L'incompréhension avait atteint son paroxysme en 1953 quand le tribunal militaire de Bordeaux, jugeant le massacre des 642 habitants d'Oradour-sur-Glane, en Haute-Vienne, par l'unité SS Das Reich, avait condamné à la prison et aux travaux forcés treize "malgré-nous" qui y étaient incorporés.

L'annonce du jugement avait provoqué un tollé en Alsace et les condamnés avaient été finalement amnistiés par l'Assemblée nationale.

Nicolas Sarkozy, accompagné à Colmar du Premier ministre François Fillon, du ministre de la Défense Hervé Morin et du secrétaire d'Etat aux anciens combattants Hubert Falco, s'est d'abord recueilli devant le monument du Maréchal de Lattre de Tassigny, libérateur de Colmar.

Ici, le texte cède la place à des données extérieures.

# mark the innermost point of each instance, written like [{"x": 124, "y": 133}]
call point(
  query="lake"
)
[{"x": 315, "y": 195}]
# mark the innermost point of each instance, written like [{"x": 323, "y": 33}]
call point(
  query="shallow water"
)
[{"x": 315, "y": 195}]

Les combats ont duré du 20 janvier au 9 février 1945 et marqué la fin de la libération du territoire français, à l'exception des "poches" de l'Atlantique et de la mer du Nord où les troupes allemandes ont résisté jusqu'à la fin de la guerre.

"Ici, sur cette terre d'Alsace, je suis d'abord venu rendre hommage au nom de la nation toute entière à tous ceux qui sont morts pour sa liberté dans ce terrible hiver 1945", a dit Nicolas Sarkozy, citant notamment les FFI, les spahis marocains, les chasseurs d'Afrique et "les enfants du Kentucky".

Ce déplacement en Alsace, seule région restée à l'UMP après les régionales de mars, est la troisième célébration "décentralisée" de Nicolas Sarkozy de la victoire du 8 mai 1945.

En 2008, sur les plages du débarquement en Normandie, il avait salué la Résistance. L'année suivante, à Sainte-Maxime, dans le Var, c'est aux troupes de la Coloniale qu'il s'était plus particulièrement adressé.

Avant de se rendre à Colmar, le président de la République a déposé une gerbe devant la statue du général de Gaulle à Paris.